Totally do not confuse halfbreeds with halflings. Tolkein readers make up a vast sub-class among fantasy readers, and if you tread on the sacred image of Frodo, you will lose their goodwill on the instant.

Everything else I would pick on has been covered.

Ruth (Book Focus) said...

If you can write a book, you can write a synopsis. They both just take time, patience and practice. And beta readers like EE and his minions :)

"I think, rather, that the "central problem" evolves over the course of the story. If the problem forever remained escaping the royal guard, the story would be quite dull in my opinion."
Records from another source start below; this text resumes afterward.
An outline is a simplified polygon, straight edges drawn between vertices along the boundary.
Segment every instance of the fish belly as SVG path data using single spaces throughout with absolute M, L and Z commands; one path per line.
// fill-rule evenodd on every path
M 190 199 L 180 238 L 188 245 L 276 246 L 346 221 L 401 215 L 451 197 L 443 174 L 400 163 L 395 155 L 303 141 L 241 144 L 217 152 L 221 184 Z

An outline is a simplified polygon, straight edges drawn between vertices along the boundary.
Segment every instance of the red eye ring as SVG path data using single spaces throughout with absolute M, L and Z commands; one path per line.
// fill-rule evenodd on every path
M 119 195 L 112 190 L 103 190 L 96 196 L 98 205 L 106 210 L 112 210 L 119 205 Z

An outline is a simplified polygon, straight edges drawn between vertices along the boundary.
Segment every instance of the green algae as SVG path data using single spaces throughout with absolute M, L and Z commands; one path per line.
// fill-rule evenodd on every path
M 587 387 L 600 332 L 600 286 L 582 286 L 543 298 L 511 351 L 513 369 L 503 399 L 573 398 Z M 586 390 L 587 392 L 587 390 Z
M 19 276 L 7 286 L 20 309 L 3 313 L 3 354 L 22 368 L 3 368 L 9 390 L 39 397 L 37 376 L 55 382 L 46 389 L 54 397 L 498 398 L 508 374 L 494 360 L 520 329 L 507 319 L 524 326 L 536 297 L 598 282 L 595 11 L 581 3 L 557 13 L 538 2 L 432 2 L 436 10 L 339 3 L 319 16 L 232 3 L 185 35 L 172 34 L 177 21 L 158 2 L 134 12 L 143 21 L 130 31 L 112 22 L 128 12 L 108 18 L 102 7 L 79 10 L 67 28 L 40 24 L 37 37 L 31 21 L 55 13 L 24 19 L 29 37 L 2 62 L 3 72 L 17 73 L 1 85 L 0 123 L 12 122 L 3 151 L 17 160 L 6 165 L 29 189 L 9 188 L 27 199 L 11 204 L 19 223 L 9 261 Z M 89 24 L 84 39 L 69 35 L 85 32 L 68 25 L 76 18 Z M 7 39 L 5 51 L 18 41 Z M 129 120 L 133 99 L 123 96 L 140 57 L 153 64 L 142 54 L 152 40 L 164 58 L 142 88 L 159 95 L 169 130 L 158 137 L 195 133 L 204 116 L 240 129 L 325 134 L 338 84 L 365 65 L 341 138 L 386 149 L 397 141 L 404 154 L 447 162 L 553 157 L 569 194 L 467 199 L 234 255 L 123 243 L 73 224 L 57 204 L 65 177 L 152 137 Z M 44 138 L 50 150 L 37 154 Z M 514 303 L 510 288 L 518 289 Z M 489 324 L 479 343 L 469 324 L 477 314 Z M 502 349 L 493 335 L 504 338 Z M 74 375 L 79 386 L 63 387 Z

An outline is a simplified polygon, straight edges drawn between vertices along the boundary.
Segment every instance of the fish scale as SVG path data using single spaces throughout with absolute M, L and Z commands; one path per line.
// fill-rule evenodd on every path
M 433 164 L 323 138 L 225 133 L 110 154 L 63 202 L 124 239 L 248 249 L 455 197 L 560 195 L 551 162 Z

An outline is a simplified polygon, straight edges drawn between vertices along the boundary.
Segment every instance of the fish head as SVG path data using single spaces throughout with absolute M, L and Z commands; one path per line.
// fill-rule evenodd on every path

I don't think the central problem SHOULD BE escaping the royal guard. That's the immediate problem at the beginning, but the big problem over the book is probably something like Alex coming to terms with his heritage (although it sounds like he's already fine with it) or gaining his rightful throne, or something like that. Escaping from the royal guard sounds more like a scene in Alex's quest/adventure, rather than an adventure in itself.

I agree with Anon 9:49 and suggest you take some time to think of the central conflict in your story. You should have one central conflict that is (usually) resolved at the end of the book. One way of doing this which I found very hard - but very useful - for my own WIP is to sum up the story in one sentence of 15 words. Doing that really focuses you on what's important. It is hard to do, though!

And I think Kiana's a much better name, by the way. :)

150 said...

Chin up, it's not as hard as you think. Try starting with the sentence:

When (protagonist), a (couple-word description), is (acted upon by outside forces)*, he (reacts in a way that sets the story rolling).

Then tell us what happens. Trust us, it's not as if we've never seen half-breeds or pyrokinetic teenagers or magical woodland tribespeople considered savages by the humans; we'll figure out what's going on based on the action. Explaining the backstory is way, way overrated.

*could also be replaced with "tries to (do something he won't be able to succeed at until the end of the book)"

Unknown said...

Hmmmm....back to the lab again. I'll take another shot at it.

Anonymous said...

In "On Writing", Stephen King describes a magical moment when an editor showed him what can happen when extraneous words are deleted. Try to work this magic on your writing. You'll be astounded.

Then, as EE said, you need to put in what actually happens (for a synopsis, obviously you can be coyer in a query).

Alex is a teenager who lives in the city of Mora and is gifted with the ability to manipulate fire. He's a halfling - his father is human and his mother is one of the Kenlor, a magical woodland tribe. The townspeople, who consider the Kenlor savages, persecute Alex [and his mother/parents?], seeing him [the family?] as a disgrace to the town and Alex's powers a possible threat. Proud of his heritage, Alex ignores his persecutors and mocks his halfling cousin Karen for hiding her own status.

Alex and Karen are bickering about [...] when [...] happens, outing Karen to a corrupt officer of the Royal Guard who hopes to destroy the halflings [for a big reward?]. The family flees Mora and seeks shelter with a peacekeeping fraternity, the Knights Telessar, who live on a mysterious island.

The Knights and Alex's parents now reveal more depths to Alex's heritage: [because of...], he is the rightful king of the Kenlor. At the Telessar Training Academy, Alex learns [what] and [what] as he prepares for his coronation and new duties.

However, corrupt Kenlor politician [name] has [specify her reasons] for not wanting Alex crowned, and kidnaps [who], betrays [who] [and how] and tortures [who] in an effort to [make what happen instead].

With the help of his crazy and buffoonish new friends [names] [who he met how], Alex [does what].

Finally mastering his power and accepting his responsibility, Alex [defeats the politician and the racist humans how] and [gets crowned/gets married/returns home to Mora/your happy ending].